TOKYO (Kyodo) -- Japan will consider accepting more Asian refugees from 2020, with an eye to doubling the current annual ceiling of around 30 to strengthen its response to regional humanitarian needs, government sources said Monday.
The government will review its current policy of receiving refugees only from Myanmar under the UNHCR-led third country resettlement program, while promoting their settlement not only in Tokyo and surrounding areas but in other parts of the country, according to the sources.
Tokyo is expected to convey the idea to U.N. High Commissioner for Refugees Filippo Grandi, who is scheduled to visit Japan from Wednesday, the sources said.
Japan has accepted a total of 174 Myanmar refugees including some Rohingya Muslims from the western Rakhine State since 2010 under the third country resettlement program. They had been persecuted and moved to neighboring Thailand and Malaysia.

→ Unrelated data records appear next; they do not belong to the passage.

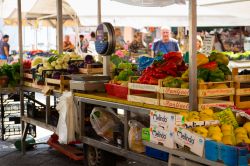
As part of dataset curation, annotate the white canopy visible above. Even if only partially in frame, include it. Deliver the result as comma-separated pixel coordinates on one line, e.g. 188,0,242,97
1,0,250,28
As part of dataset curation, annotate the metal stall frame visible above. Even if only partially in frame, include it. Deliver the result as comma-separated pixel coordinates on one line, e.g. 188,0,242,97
75,95,224,166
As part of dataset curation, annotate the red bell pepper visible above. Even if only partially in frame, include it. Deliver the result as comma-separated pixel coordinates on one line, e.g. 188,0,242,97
148,78,159,85
199,61,218,71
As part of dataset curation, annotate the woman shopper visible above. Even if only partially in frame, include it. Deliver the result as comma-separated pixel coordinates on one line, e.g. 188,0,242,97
0,35,10,60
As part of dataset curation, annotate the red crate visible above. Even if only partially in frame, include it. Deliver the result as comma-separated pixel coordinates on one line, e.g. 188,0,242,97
105,83,145,99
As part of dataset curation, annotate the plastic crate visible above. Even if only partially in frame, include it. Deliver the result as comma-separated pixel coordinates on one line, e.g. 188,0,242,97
145,146,169,161
105,83,144,99
105,83,128,99
205,140,249,166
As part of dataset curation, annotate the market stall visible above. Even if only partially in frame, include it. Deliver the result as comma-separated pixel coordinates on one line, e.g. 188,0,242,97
0,0,249,166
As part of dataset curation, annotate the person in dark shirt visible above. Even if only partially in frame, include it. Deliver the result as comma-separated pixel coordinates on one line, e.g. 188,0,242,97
0,35,10,60
129,32,145,53
152,26,180,56
77,35,88,53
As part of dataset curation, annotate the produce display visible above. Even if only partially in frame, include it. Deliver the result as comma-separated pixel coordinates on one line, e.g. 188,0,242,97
137,52,187,85
30,52,84,80
223,51,250,60
180,107,250,147
162,52,231,89
0,62,20,87
109,55,137,86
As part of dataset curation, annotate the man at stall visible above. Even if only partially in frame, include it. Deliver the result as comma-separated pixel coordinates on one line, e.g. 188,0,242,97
0,35,10,60
152,26,180,56
78,35,89,53
63,35,75,52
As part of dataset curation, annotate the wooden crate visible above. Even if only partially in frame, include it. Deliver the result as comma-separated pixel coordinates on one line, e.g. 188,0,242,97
79,64,103,74
24,72,34,84
159,80,234,110
45,75,70,93
23,72,45,89
233,68,250,109
127,77,159,105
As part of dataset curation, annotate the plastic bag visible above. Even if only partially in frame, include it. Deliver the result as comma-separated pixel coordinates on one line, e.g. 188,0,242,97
128,120,145,153
56,91,80,144
90,107,120,141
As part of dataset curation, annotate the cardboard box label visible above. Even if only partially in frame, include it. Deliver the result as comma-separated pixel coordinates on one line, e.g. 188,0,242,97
174,126,204,157
159,87,189,96
150,125,175,148
198,88,234,97
160,99,189,110
150,110,175,129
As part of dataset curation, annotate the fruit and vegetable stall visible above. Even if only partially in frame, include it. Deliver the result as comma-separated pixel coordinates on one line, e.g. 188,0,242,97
3,0,249,166
4,47,248,166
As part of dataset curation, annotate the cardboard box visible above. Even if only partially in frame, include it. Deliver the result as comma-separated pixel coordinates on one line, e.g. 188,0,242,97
150,124,175,149
174,126,205,157
149,110,176,149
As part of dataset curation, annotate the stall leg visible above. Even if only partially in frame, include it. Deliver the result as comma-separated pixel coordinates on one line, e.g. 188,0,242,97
1,94,4,141
54,96,57,107
124,110,130,150
46,96,50,124
79,101,86,137
21,123,30,155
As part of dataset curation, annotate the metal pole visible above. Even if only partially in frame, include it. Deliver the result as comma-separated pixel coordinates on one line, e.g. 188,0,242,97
188,0,198,111
57,0,63,54
1,94,4,140
98,0,101,25
98,0,110,76
17,0,25,154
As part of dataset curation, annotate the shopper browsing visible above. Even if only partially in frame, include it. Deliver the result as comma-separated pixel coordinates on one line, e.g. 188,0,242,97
0,35,10,60
78,35,89,53
129,32,145,53
63,35,75,52
183,35,203,64
152,26,180,56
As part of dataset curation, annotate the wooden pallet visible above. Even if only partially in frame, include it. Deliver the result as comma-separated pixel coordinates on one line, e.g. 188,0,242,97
127,77,159,105
232,68,250,109
159,80,234,110
79,64,103,74
45,75,70,93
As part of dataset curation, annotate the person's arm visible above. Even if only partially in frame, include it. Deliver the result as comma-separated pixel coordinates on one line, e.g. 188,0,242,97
4,46,9,57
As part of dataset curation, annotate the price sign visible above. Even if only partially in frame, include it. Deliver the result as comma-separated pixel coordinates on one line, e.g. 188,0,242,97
202,35,215,55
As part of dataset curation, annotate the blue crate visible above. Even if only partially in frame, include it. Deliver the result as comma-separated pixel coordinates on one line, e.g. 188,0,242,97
205,140,248,166
145,146,169,161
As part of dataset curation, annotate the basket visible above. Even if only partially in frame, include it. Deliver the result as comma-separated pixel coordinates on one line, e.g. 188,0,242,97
0,75,9,87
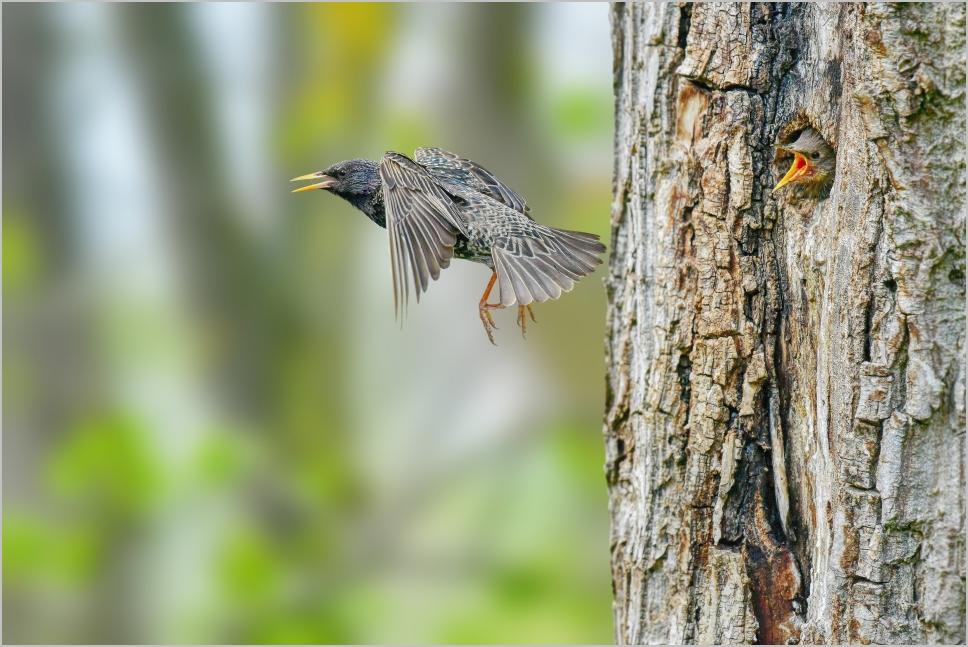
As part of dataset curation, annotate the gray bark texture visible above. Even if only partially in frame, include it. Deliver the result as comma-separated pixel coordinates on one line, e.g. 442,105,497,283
605,3,965,644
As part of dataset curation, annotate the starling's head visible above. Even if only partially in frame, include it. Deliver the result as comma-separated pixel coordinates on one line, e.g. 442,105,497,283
291,158,381,198
772,127,836,197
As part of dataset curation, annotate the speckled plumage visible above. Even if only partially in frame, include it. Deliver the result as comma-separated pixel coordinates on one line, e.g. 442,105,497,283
294,148,607,342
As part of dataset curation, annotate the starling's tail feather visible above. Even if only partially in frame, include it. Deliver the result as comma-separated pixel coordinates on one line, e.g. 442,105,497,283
492,227,606,307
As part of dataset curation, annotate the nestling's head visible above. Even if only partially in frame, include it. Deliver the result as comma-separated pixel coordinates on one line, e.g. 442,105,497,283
291,158,381,199
772,127,836,198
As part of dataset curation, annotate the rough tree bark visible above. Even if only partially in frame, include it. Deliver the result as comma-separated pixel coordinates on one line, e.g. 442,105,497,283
604,3,965,644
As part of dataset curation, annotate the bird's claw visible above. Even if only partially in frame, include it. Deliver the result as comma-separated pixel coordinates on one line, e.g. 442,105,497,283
484,325,497,346
479,303,503,346
516,305,537,337
483,308,498,330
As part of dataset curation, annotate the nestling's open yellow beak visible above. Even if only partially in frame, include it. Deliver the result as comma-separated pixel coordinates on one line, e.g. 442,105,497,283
291,172,335,193
772,151,810,193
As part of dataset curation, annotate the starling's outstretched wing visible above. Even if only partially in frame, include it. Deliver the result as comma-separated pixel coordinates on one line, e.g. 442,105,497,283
380,151,466,317
415,148,531,218
491,225,606,307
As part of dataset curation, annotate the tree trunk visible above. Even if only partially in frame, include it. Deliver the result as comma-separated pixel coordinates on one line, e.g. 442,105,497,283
604,3,965,644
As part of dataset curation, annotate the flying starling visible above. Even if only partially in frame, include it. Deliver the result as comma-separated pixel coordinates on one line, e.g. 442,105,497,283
292,148,607,344
772,127,836,198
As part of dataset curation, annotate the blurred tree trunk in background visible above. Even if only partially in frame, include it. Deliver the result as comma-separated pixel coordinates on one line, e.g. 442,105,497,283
445,3,556,206
3,5,117,643
604,3,964,644
117,4,286,420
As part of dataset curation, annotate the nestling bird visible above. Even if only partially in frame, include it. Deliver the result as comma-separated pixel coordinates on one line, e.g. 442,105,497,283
292,148,607,344
772,127,836,198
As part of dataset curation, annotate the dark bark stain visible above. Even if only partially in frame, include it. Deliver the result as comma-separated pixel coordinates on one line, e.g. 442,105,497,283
948,268,965,290
677,352,693,407
746,538,803,645
863,290,875,361
718,431,802,643
678,3,693,50
826,57,843,99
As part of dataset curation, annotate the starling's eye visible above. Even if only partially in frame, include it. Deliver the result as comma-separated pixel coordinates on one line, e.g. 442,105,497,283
811,152,820,160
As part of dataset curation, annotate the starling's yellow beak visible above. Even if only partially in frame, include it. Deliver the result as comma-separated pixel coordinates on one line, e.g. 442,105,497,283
772,150,810,193
291,172,335,193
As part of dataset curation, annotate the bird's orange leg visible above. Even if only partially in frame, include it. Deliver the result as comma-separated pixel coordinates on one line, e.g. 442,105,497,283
478,272,504,345
516,305,537,337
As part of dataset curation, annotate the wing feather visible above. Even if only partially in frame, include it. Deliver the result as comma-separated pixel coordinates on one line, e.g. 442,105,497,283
411,216,443,279
380,152,465,319
404,222,429,297
415,147,531,218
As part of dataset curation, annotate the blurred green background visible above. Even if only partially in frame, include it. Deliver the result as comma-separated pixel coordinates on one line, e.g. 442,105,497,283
3,3,614,644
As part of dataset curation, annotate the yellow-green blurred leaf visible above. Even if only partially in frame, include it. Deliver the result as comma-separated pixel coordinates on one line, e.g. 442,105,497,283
3,514,48,583
218,530,282,603
3,514,101,586
46,413,163,518
193,431,246,488
552,86,612,139
3,205,43,295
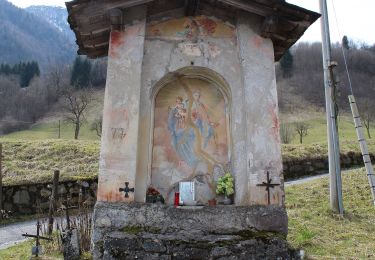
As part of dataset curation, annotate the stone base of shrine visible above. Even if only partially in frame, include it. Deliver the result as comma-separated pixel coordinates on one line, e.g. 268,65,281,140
91,202,299,259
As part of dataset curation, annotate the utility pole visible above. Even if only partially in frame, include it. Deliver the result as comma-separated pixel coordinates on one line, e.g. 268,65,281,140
320,0,344,214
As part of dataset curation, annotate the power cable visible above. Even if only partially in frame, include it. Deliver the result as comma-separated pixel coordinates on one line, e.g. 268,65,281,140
330,0,354,96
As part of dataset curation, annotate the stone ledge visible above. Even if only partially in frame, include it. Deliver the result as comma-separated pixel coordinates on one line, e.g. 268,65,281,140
91,202,291,259
93,202,288,235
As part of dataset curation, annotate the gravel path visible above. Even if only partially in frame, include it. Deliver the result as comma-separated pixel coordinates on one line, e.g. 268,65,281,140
0,219,36,250
285,168,359,186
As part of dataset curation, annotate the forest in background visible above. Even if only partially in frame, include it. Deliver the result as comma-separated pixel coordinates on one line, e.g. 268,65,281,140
277,40,375,113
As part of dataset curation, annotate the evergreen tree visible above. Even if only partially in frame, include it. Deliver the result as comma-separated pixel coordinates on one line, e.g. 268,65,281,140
19,61,40,87
342,35,350,50
0,61,40,87
71,56,92,88
280,49,294,78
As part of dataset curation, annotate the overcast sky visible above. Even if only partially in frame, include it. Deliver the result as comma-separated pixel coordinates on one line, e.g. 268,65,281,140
7,0,375,44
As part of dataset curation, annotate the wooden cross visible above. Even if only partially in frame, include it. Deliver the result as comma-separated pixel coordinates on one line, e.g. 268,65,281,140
22,220,53,257
256,171,280,205
119,182,135,198
62,195,78,230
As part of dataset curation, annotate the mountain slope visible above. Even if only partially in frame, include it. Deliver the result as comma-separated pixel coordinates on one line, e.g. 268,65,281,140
0,0,76,70
25,5,75,42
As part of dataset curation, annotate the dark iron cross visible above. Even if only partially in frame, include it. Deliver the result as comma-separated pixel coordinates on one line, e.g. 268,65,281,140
22,220,53,257
119,182,135,198
256,171,280,205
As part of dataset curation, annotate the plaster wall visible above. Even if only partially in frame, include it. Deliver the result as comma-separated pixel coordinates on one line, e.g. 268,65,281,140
98,11,283,206
97,9,147,203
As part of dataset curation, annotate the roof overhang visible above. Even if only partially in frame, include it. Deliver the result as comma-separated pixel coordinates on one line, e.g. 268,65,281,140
66,0,320,61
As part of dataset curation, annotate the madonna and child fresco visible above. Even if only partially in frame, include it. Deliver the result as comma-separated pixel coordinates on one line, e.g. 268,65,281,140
151,77,230,204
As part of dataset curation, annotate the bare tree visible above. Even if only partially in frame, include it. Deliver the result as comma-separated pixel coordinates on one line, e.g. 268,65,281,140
280,123,295,144
359,98,374,139
61,86,93,140
46,66,69,107
91,115,103,137
295,122,309,144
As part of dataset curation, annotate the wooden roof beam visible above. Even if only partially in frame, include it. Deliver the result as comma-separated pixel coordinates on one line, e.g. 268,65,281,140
185,0,200,16
217,0,273,17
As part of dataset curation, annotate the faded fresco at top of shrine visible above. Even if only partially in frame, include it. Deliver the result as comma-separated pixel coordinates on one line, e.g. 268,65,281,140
146,16,236,40
151,78,230,204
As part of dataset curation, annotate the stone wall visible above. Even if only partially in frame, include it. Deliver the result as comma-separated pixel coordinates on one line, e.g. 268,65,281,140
283,152,373,180
2,179,97,215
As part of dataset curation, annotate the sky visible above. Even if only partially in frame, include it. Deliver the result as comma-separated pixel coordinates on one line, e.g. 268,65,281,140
7,0,375,44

The government will consider encouraging refugees to live in areas other than major urban areas where support measures tend to be more widely available. The move comes as the government plans to accept more foreign workers to deal with a labor shortage in such industries as nursing and construction.
Japan has been known for its tight immigration policy. In 2017, the country accepted only 20 of about 20,000 people who applied for refugee status and allowed 45 to stay in the country on humanitarian grounds, according to the Justice Ministry.
Some critics view the plan to accept more foreign workers as a way to import cheap labor, given that foreigners from developing countries who receive on-the-job training under government programs are often found to have been made to work under poor conditions.